The average vertical profile and cloud top height distribution over the Arabian Sea (AS; R-2) and Bay of Bengal (BOB; R-6) show how different surface and atmospheric conditions (horizontal pattern and vertical profile of MSE, water vapour) influence the cloud properties. Below the freezing level, number of MICCs are higher (i.e. ~16 %) over R-2 compared to R-6 (~5.8%). The difference in MSE (Figs. 11 and 12) over AS and BOB is because of the difference in q, as SST does not show much difference. The Arabian Sea is more saline, and the CCN over AS is dominated by salt particles. Over the Arabian Sea, giant CCNs favour early precipitation formation by the collision-coalescence mechanism (Konwar et al. 2012).

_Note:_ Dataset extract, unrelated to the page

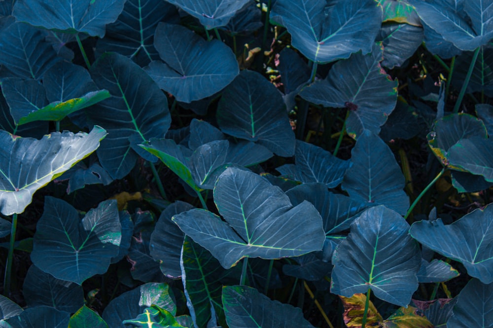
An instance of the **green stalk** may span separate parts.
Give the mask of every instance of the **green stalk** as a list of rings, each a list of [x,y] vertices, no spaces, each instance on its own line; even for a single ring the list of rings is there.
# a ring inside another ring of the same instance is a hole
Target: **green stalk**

As a result, condensed water is removed nearer to the cloud base in Arabian Sea clouds compared to Bay clouds.

6 Conclusions

The objective of the present paper is to understand reflectivity distribution in the most intense convective clouds and regional differences between the east and west coast of India. Understanding vertical structure of reflectivity is important as it reflects the distribution of the hydrometeors within the convective clouds. The most intense convective cell is constructed from the population of convective clouds for ten distinct areas over the Indian region by using TRMM 2A23 and 2A25 data. The following are the major conclusions of the study:

  1. 1.

    The differences in the vertical profile are higher between 5- and 12-km altitudes, and land cells are more intense as compared to ocean cells. Land versus ocean separations becomes less in deep convective clouds (i.e. MICCs are crossing 10 km) and least when MICCs are crossing the 15-km altitude. The regional differences in Ze depend on the cloud top height of MICC.

  2. 2.

    On an average, clouds over the Indo-Gangetic plain are more intense (shows higher reflectivity values), whereas the Arabian Sea and Indian Ocean near the equator (west side) have the weakest convective clouds. The Western Ghats has less fraction of MICC (>15 km), but they are the most intense clouds.

  3. 3.

    West versus east differences in Ze and cloud top height are clear, and average vertical profiles are stronger (high Ze) near the eastern coast/side compared to the western coast/side and have a higher fraction of high-level clouds.